[5.6] The new blocking pop feature for redis queues can lose jobs in case of worker failures #22939

sisve · 2018-01-27T21:46:26Z

Laravel Version: 5.6
PHP Version: irrelevant
Database Driver & Version: irrelevant

Description:

The new redis blocking pop functionality introduced in #22284 has issues if there are problems between the BLPOP and the ZADD. This means that any failures in the worker at this point will lose the jobs that have been popped from the queue. These jobs will not be retried by another worker since they were never pushed to the reserved queue.

The problematic code is in RedisQueue::blockingPop.
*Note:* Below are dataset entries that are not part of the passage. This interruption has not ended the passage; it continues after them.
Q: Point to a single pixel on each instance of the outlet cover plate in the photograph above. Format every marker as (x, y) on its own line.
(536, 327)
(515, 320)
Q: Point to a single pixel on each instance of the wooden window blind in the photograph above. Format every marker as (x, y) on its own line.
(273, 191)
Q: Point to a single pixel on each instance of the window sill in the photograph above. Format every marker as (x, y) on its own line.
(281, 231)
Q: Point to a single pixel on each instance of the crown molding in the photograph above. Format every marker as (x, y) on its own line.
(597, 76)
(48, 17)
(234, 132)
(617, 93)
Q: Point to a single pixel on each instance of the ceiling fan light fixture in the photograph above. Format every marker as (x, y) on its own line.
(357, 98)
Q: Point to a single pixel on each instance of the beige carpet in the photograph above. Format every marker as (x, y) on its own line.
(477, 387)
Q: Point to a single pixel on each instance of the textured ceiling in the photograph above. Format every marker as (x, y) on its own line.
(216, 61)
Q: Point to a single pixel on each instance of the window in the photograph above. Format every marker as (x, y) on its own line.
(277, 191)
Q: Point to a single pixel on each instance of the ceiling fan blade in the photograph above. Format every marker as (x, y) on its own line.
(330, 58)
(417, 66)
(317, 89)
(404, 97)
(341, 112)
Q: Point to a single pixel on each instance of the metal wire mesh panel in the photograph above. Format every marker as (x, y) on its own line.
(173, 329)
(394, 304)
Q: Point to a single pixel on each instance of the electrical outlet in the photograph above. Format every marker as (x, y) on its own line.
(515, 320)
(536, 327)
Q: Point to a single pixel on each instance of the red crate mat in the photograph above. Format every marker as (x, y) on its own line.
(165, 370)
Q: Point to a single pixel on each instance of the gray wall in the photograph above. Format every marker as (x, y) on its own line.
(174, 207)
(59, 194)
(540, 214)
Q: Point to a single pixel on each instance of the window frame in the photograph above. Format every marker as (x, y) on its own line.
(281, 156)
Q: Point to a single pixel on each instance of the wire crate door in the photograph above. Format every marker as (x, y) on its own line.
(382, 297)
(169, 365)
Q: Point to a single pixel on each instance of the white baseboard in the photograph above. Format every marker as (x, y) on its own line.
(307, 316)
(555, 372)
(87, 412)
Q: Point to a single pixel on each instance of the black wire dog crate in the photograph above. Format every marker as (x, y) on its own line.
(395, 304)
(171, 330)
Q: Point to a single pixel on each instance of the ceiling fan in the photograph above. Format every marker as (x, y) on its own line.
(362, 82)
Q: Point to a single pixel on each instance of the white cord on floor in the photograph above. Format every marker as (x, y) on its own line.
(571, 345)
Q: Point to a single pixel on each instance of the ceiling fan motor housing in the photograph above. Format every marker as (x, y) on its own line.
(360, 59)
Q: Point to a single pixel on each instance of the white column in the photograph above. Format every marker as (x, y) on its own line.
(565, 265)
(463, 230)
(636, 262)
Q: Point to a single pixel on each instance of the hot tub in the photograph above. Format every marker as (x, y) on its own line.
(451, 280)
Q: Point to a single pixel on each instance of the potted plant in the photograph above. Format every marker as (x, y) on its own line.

framework/src/Illuminate/Queue/RedisQueue.php

Lines 225 to 241 in 63b6108

    
           protected function blockingPop($queue) 
        
           { 
        
               $rawBody = $this->getConnection()->blpop($queue, $this->blockFor); 
        
               if (! is_null($rawBody)) { 
        
                   $payload = json_decode($rawBody[1], true); 
        
                   $payload['attempts']++; 
        
                   $reserved = json_encode($payload); 
        
                   $this->getConnection()->zadd($queue.':reserved', [ 
        
                       $reserved => $this->availableAt($this->retryAfter), 
        
                   ]); 
        
                   return [$rawBody[1], $reserved]; 
        
               } 
        
               return [null, null]; 
        
           }

taylorotwell · 2018-01-29T14:40:08Z

So what is the solution?

taylorotwell · 2018-01-29T14:43:37Z

Just throwing ideas out there, can we use MULTI and EXEC?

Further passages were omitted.